Persino i Cinque Stelle dovrebbero distrarsi per un attimo dalle loro sciagurate iniziative contro lo jus soli, interpellare la propria coscienza e chiedersi a chi vogliono consegnare le chiavi di Genova democratica ed antifascista.

La città che ha portato l’esercito tedesco ad arrendersi al Cln della Liguria, che ha segnato la caduta del governo Tambroni e che ha denunciato gli obbrobri del governo Berlusconi-Fini in occasione del G8, non dovrebbe respingere il tentativo di diventarne sindaco di un candidato imposto da fascistoidi quali Salvini e Melloni, pieno di conflitti d’interesse e con nessuna esperienza e competenza di amministrazione pubblica?

Dovrebbe farlo in presenza non di un male minore, ma di un Gianni Crivello, indipendente di tradizione berlingueriana, nulla a che fare con i giri burlandiani, che persino i più insospettabili grillini in privato riconoscono come galantuomo al servizio del bene comune, assessore alla protezione civile, presente e accessibile alle istanze di un popolo dolente nelle situazioni più drammatiche degli ultimi anni e sensibile a ogni forma di onesto sviluppo che crei lavoro (a me fa venire in mente la nuova modernità di Corbyn).

La seconda partita, quella della legge elettorale, è di più lunga durata, visto che il tentativo Renzi-Grillo-Salvini di andare subito al voto sembra fallito.
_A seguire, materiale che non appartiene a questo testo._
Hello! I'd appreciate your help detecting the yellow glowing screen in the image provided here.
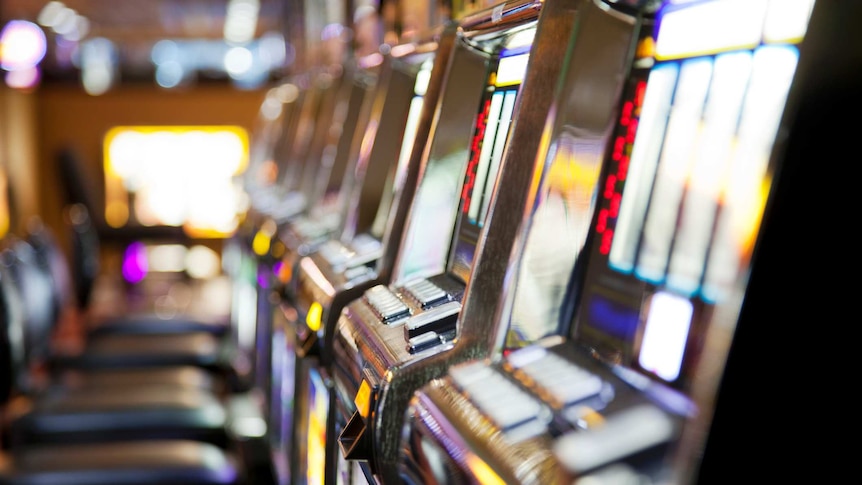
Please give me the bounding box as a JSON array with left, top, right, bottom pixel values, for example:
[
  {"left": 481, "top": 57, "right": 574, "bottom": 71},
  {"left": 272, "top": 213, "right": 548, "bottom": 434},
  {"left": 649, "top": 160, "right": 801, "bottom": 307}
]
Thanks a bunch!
[{"left": 104, "top": 126, "right": 249, "bottom": 237}]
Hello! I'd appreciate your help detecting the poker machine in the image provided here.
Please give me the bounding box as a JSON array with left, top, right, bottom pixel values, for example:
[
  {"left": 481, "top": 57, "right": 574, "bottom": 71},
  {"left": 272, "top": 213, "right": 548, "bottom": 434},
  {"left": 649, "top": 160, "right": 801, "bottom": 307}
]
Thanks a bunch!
[{"left": 401, "top": 0, "right": 813, "bottom": 483}]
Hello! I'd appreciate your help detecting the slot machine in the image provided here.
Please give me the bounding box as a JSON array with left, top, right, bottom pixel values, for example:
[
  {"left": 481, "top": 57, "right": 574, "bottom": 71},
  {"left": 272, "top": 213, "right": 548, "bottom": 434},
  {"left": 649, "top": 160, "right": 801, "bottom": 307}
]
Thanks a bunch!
[
  {"left": 280, "top": 26, "right": 454, "bottom": 483},
  {"left": 402, "top": 0, "right": 813, "bottom": 483},
  {"left": 250, "top": 55, "right": 379, "bottom": 483},
  {"left": 330, "top": 1, "right": 576, "bottom": 483}
]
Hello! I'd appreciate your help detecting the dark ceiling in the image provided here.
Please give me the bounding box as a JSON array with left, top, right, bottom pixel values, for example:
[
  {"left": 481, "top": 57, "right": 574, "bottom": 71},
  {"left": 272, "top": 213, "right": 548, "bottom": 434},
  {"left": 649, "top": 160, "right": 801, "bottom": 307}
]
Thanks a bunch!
[{"left": 0, "top": 0, "right": 285, "bottom": 82}]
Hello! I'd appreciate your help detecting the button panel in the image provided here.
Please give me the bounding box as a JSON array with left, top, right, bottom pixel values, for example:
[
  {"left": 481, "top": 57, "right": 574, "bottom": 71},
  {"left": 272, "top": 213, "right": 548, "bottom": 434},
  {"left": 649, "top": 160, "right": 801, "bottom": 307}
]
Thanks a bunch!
[
  {"left": 507, "top": 347, "right": 613, "bottom": 407},
  {"left": 449, "top": 361, "right": 550, "bottom": 440},
  {"left": 401, "top": 279, "right": 449, "bottom": 308},
  {"left": 363, "top": 285, "right": 410, "bottom": 323}
]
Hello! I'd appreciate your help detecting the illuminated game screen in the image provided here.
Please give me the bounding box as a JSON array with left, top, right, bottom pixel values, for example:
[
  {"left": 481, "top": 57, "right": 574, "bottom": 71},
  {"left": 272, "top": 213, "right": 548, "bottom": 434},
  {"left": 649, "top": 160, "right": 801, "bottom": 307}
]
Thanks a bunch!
[
  {"left": 306, "top": 367, "right": 329, "bottom": 485},
  {"left": 371, "top": 58, "right": 434, "bottom": 238},
  {"left": 575, "top": 2, "right": 811, "bottom": 388},
  {"left": 450, "top": 45, "right": 530, "bottom": 283}
]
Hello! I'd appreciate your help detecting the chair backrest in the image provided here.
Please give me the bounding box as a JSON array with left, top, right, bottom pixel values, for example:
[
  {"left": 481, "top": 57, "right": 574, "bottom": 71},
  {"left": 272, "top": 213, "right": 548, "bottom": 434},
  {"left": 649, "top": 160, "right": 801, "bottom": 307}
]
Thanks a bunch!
[
  {"left": 3, "top": 234, "right": 59, "bottom": 382},
  {"left": 66, "top": 204, "right": 100, "bottom": 310},
  {"left": 0, "top": 248, "right": 28, "bottom": 405},
  {"left": 26, "top": 218, "right": 74, "bottom": 322}
]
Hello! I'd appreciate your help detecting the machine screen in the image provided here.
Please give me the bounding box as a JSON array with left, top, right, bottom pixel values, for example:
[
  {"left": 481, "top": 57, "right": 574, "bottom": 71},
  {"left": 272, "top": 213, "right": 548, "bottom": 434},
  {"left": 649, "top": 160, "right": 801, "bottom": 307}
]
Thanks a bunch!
[
  {"left": 306, "top": 367, "right": 329, "bottom": 485},
  {"left": 450, "top": 46, "right": 529, "bottom": 283},
  {"left": 573, "top": 2, "right": 810, "bottom": 389},
  {"left": 371, "top": 58, "right": 434, "bottom": 238}
]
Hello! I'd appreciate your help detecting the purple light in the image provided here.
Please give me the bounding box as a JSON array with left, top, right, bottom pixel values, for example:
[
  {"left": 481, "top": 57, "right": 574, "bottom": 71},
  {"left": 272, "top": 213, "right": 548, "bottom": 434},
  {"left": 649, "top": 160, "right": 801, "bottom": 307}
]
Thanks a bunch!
[{"left": 122, "top": 242, "right": 148, "bottom": 283}]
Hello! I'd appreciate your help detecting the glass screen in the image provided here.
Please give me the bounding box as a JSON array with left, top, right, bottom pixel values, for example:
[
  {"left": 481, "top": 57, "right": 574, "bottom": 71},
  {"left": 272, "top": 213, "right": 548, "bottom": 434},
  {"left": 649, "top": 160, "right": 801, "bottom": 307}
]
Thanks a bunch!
[
  {"left": 306, "top": 367, "right": 329, "bottom": 485},
  {"left": 451, "top": 50, "right": 529, "bottom": 283},
  {"left": 574, "top": 2, "right": 798, "bottom": 389}
]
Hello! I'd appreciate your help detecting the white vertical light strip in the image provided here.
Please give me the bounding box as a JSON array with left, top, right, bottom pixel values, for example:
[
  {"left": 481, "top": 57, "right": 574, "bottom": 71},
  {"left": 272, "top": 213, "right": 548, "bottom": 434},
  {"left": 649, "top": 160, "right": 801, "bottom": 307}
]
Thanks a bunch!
[
  {"left": 494, "top": 54, "right": 530, "bottom": 86},
  {"left": 638, "top": 292, "right": 694, "bottom": 382},
  {"left": 224, "top": 0, "right": 260, "bottom": 45},
  {"left": 476, "top": 91, "right": 518, "bottom": 226},
  {"left": 608, "top": 63, "right": 679, "bottom": 272},
  {"left": 635, "top": 59, "right": 712, "bottom": 283},
  {"left": 467, "top": 92, "right": 504, "bottom": 224},
  {"left": 656, "top": 0, "right": 767, "bottom": 60},
  {"left": 667, "top": 51, "right": 752, "bottom": 296},
  {"left": 703, "top": 46, "right": 798, "bottom": 301}
]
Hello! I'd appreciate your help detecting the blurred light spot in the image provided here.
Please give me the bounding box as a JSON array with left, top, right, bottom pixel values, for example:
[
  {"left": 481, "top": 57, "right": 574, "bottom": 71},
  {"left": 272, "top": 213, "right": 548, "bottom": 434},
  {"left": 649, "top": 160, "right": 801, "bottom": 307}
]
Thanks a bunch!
[
  {"left": 122, "top": 242, "right": 147, "bottom": 283},
  {"left": 224, "top": 47, "right": 254, "bottom": 78},
  {"left": 36, "top": 1, "right": 66, "bottom": 27},
  {"left": 81, "top": 37, "right": 117, "bottom": 96},
  {"left": 147, "top": 244, "right": 188, "bottom": 273},
  {"left": 224, "top": 0, "right": 260, "bottom": 44},
  {"left": 150, "top": 39, "right": 180, "bottom": 66},
  {"left": 185, "top": 245, "right": 221, "bottom": 279},
  {"left": 6, "top": 67, "right": 42, "bottom": 89},
  {"left": 156, "top": 61, "right": 185, "bottom": 88},
  {"left": 0, "top": 20, "right": 47, "bottom": 71}
]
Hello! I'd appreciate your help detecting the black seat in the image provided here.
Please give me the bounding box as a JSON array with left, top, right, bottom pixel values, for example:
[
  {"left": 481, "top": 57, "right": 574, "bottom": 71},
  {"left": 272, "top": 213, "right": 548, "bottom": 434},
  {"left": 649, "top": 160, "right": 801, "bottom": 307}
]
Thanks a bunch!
[
  {"left": 0, "top": 237, "right": 235, "bottom": 446},
  {"left": 0, "top": 246, "right": 243, "bottom": 485},
  {"left": 22, "top": 216, "right": 247, "bottom": 391}
]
Dopo la manfrina sul modello tedesco, costoro mirano a elezioni con quel piccolo mostro uscito dalle sentenze della Corte Costituzionale che i grillini virtuosamente chiamano «Legalicum».

Ora, le opinioni su questo importante argomento sono le più svariate, anche all’interno della sinistra.

C’è un solo modo per uscire da questo stallo, riattivare le energie del 4 dicembre, unire tutte le sinistre e non soltanto esse: una campagna che tutti capirebbero contro qualsiasi norma tale da consentire la nomina dei parlamentari – non importa se tramite listini e capilista bloccati, o premi di maggioranza – che priva i cittadini del diritto di scegliere i propri rappresentanti e discredita il parlamento che ne scaturisce.

Strada facendo verificheremo se esistono le condizioni per un referendum abrogativo. Quando cominciamo? Dall’assemblea dei comitati del no di oggi?